The word “disinfection” means the destruction of pathogenic microbes in the human environment. Taking into account the role of disinfection in the system of preventive and anti-epidemic measures, it is customary to divide it into preventive and focal. The latter, in turn, is divided into the current and final.

Preventive disinfection

Preventive disinfection prevents the spread of infectious diseases in a locality or among certain populations. To this end, it is carried out in water supply facilities, food facilities, including food outlets, animal processing plants, public facilities (stations, clubs, hotels, theatres, vehicles, etc.), health facilities, public restrooms, etc., depending on the facility for disinfection use a variety of means.

For example, chlorination is used to decontaminate water; utensils, bedding and a number of other objects are decontaminated; in public places wash the floor with hot water or subject the room to wet cleaning with disinfectant solutions, etc.

Regardless of the method of preventive disinfection, eliminating the possibility of transmission by any factor, excludes the spread of not one, but many diseases with the same mechanism of transmission. The effectiveness of this type of disinfection is affected by the regularity of its conduct, so chlorination of water at water stations, pasteurization of milk, etc. is carried out systematically.

Ochdaya disinfection

The deir, as the name implies, is carried out in an epidemic hearth. If the patient is present here, the patient is disinfected. After hospitalization, recovery or death of the patient carry out final disinfection. It should be noted that both types of disinfection are performed in the medical facility where the infectious patient is located.

Current disinfection

Current disinfection is one of the important methods that exclude infection of persons communicating with the patient. Its main task is the immediate disposal of the patient’s discharge (cal, sputum, vomit, urine) and various objects on which they can get.

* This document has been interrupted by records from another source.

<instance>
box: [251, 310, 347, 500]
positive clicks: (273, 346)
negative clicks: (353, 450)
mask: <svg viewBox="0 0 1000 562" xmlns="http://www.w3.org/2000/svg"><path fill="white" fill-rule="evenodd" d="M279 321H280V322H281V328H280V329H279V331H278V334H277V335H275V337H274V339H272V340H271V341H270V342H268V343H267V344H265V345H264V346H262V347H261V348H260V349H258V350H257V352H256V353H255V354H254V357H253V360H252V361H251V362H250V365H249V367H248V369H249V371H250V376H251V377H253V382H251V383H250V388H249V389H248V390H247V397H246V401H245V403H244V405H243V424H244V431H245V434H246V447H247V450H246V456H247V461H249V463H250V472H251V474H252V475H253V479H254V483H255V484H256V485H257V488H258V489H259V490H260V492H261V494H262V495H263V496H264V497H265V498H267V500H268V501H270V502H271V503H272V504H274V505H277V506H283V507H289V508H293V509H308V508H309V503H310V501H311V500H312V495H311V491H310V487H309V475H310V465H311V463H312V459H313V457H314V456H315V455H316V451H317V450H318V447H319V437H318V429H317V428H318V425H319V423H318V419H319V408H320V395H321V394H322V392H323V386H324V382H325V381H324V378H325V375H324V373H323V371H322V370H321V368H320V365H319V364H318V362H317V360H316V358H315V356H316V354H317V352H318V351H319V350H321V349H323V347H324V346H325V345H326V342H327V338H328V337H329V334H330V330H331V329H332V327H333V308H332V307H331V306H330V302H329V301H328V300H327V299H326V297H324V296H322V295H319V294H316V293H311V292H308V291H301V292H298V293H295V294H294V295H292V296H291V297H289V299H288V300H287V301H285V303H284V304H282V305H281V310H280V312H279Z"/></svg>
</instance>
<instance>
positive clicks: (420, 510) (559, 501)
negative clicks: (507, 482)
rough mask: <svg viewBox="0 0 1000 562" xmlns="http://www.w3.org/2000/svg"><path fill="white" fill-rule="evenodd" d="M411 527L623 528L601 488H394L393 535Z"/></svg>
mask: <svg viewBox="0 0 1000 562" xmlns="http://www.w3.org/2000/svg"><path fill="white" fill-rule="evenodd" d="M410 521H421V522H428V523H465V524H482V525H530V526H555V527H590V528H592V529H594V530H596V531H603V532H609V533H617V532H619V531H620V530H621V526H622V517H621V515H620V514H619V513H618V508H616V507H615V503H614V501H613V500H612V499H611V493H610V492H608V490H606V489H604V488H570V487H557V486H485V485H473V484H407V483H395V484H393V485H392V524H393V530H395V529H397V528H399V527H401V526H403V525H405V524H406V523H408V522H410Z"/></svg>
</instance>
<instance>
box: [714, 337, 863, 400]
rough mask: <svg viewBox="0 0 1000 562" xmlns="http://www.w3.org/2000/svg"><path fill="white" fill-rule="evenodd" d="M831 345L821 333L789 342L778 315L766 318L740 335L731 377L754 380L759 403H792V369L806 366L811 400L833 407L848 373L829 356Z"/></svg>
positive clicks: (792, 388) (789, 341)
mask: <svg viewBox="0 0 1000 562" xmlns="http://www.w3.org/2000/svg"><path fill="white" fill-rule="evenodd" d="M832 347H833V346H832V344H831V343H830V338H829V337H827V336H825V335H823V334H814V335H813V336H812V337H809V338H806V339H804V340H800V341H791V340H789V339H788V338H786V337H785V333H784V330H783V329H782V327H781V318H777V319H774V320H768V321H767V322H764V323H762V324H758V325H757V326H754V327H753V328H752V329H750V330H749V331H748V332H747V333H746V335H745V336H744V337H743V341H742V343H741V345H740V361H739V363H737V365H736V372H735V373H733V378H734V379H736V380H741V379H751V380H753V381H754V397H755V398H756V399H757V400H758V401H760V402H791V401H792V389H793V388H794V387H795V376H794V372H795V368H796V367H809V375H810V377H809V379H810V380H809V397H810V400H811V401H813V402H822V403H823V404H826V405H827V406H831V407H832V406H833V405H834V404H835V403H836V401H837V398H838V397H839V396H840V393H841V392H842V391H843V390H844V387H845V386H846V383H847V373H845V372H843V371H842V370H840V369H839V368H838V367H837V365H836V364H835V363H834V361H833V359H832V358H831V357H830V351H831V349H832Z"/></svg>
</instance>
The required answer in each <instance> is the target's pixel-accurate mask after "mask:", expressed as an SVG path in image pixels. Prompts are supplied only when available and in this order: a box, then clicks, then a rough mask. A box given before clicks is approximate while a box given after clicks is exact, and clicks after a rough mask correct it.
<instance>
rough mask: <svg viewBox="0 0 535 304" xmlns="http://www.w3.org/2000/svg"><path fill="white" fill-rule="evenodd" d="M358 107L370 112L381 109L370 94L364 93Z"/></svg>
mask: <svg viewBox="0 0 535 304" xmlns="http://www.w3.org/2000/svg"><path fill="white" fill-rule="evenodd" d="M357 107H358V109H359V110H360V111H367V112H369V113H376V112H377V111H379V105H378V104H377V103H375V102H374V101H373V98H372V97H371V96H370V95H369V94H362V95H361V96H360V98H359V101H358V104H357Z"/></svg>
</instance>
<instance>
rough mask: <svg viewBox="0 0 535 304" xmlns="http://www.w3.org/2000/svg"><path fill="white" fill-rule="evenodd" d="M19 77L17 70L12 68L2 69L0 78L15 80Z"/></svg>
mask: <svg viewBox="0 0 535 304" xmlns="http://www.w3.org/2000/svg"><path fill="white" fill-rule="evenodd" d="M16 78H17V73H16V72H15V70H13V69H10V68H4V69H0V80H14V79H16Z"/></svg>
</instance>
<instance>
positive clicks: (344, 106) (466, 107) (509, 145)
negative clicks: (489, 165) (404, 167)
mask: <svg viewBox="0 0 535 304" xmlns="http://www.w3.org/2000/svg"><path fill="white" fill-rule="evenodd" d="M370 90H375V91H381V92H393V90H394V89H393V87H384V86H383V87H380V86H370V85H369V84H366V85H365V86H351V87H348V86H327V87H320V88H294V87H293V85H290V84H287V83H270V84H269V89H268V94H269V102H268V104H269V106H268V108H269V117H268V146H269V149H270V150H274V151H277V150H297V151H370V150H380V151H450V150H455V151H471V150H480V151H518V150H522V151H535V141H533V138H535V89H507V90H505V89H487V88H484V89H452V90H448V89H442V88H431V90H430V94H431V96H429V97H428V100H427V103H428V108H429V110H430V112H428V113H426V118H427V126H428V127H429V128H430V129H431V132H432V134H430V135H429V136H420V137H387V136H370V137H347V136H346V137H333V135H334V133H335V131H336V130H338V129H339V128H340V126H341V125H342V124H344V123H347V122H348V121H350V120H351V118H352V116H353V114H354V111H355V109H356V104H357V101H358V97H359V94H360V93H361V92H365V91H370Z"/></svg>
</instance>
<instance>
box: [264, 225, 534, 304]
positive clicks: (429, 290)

The effectiveness of the current disinfection in different diseases varies. The best results it gives in intestinal infections due to periodic disposal of secretions and infections of the outer cover, if the affected places are covered with a bandage, a cap, stockings and socks, which is not difficult to decontaminate. In respiratory infections, the possibilities for ongoing disinfection are limited due to the constant excretion of the pathogen with exhaled air. In the case of this group of diseases, the wearing of respirators, as well as the use of spitting patients with active forms of pulmonary tuberculosis, justified itself.

The organization of the current disinfection is carried out by medical workers of sanitary, epidemiological and medical-preventive institutions (sanitary and epidemiological station, disinfection station, clinic, health center, children’s consultation, etc.). The role of doctors and paramedics in providing home health care is particularly important in this regard. They are obliged to teach the patient basic rules of personal hygiene and to implement rational methods of care for him, used to prevent the spread of infection. In the medical institution, the organization of the current disinfection is the responsibility of the head of the department.

Final disinfection

The final disinfection is carried out in diseases, the pathogens of which remain viable outside the human body. Its task is to decontaminate objects with which the patient came into contact (room, furnishings and care items, clothes, leftover food, etc.). The list of objects to be disinfected is determined by a doctor or an average health care professional, based on the mechanism of transmission of the disease. For example, in the case of intestinal infection, there is no point in disinfecting the top of the walls and ceiling. In contrast, in airborne infections, disinfection of these parts of the room is necessary. The effectiveness of the final disinfection is influenced by the timing of its implementation. Therefore, according to the instructions, it should be held no later than 6 hours in cities and 12 hours in rural areas after the evacuation of the patient.

Mechanical, physical and chemical methods and means are used in different types of disinfection. They are very diverse.

Mechanical methods and means include washing hands with soap and brushing, wet cleaning of premises, removing dust with a vacuum cleaner and shaking out soft things, washing laundry, periodic whitewashing of walls, airing of premises, etc. Therefore, individual mechanical methods should be combined with the use of chemicals.

From physical means and means more often used boiling, burning and processing steam.

To defuse boiling, the objects are placed in cold water and then heated. The duration of boiling (exposure) is calculated from the moment of boiling water. If there are vegetative forms of microbes on the objects, boiling is carried out for 15-30 minutes, and in the presence of spo dispute forms of microbes – 1.5-2 hours. Metal objects (tools, utensils, etc.) boil for 10-15 minutes. In these cases, 1-2% of soda, 0.5% soap or washing powder are added to the water to dissolve fat and proteins on the objects.

Some objects (milk, grape juice, etc.) release from vegetative forms of pathogenic microbes by heating at a temperature of less than 100 degrees (pasteurization). Apply “high” pasteurization of milk with heating up to 85 degrees without soaking and “low” with heating up to 63 degrees and soaking for 30 minutes.

Disinfection flowing steam and steam under pressure are carried out with the help of autoclaves and disinfectant chambers.

Burning is used to neutralize low-value materials and objects, sometimes secretions, as well as corpses of people and animals.

Of the chemical disinfectants in disinfection practice most often used chlorine-containing agents, phenols, cresols and their derivatives, formaldehyde.